PostHog's Playbook to Fix LLM Codegen Failures
Use fresh docs to fight model rot, model airplanes for patterns, task breadcrumbing to limit paths, agent interrogation for errors, locked tools for safety, and 90% prompts over code for reliability—powering 15k monthly integrations.
Feed Fresh Context to Counter Model Rot
LLMs snapshot the world 6-18 months ago, causing 'model rot' in fast-moving projects where APIs and patterns change. Stuffing current markdown docs directly into context outperforms basic RAG due to large context windows. PostHog Wizard detects integration type (e.g., framework/language), fetches hot-off-the-press docs from posthog.com, and slides them in. This fixed early failures like invented APIs/keys, turning primitive agents into reliable integrators serving 15,000 monthly runs and earning unprompted praise on Bluesky/Twitter.
Shape Integrations with Token-Efficient Model Airplanes
Trained on messy repos, LLMs propose workable but suboptimal architectures. Maintain 'model airplanes'—minimal, non-production apps with correct PostHog patterns across frameworks/languages (e.g., login tracking). These are token-cheap facsimiles (UI 'O'-shaped but dummy-functional) that agents reference to complete integrations consistently, avoiding 15,000 unique setups and support nightmares. Flatten them into markdown via a context service for skill files, ensuring agents see the exact shape without full app bloat.
Breadcrumb Tasks to Prevent Erratic Paths
Agents improvise wildly if given the full plan upfront, creating claw-code holes then polishing randomly. Sequence prompts narrowly: (1) Locate business-value files (login/Stripe/churn signals—easy via code shadows); (2) List events/descriptions without coding; (3) Implement PostHog using prior lists + docs. This breadcrumbs to thoughtful, uniform modifications, scaling reliably without sorcerer's apprentice variance.
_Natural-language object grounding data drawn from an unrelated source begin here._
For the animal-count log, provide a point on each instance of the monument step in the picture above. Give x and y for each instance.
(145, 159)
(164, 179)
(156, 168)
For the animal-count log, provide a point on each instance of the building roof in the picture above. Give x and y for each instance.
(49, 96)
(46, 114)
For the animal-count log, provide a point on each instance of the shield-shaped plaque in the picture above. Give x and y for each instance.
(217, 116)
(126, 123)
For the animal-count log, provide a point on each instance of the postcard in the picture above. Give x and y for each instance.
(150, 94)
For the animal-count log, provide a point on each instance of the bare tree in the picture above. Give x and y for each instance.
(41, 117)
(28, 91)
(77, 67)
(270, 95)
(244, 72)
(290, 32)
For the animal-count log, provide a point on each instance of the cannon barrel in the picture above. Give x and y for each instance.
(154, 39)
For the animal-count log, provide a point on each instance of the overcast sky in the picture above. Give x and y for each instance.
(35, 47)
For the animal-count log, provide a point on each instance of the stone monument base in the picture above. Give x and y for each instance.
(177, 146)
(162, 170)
Interrogate Agents and Lock Tools for Reliability
Human frailties (fragmentary context, contradictory tools, lang mismatches like JS-on-Python) sabotage agents—e.g., missing tools halted hundreds of runs. At run-end, prompt: 'What could we improve for success?' to uncover issues cheaply. For shenanigans on user machines, ban raw .env reads (no cloud leaks); build tools checking/writing keys only. Wizard uses Claude agent SDK in a CLI with free PostHog inference, wrapping securely.
Build with 90% Prompts, Not Code
Code depreciates (new models ignore it), but prompts amplify with better LLMs. Wizard is 90% markdown (docs/skills), 8% markdown tools, rest agent harness—letting the 'octopus' wriggle freely. Step back: sequence info via prompts instead of over-scaffolding code, yielding happy users from 5,000+ monthly.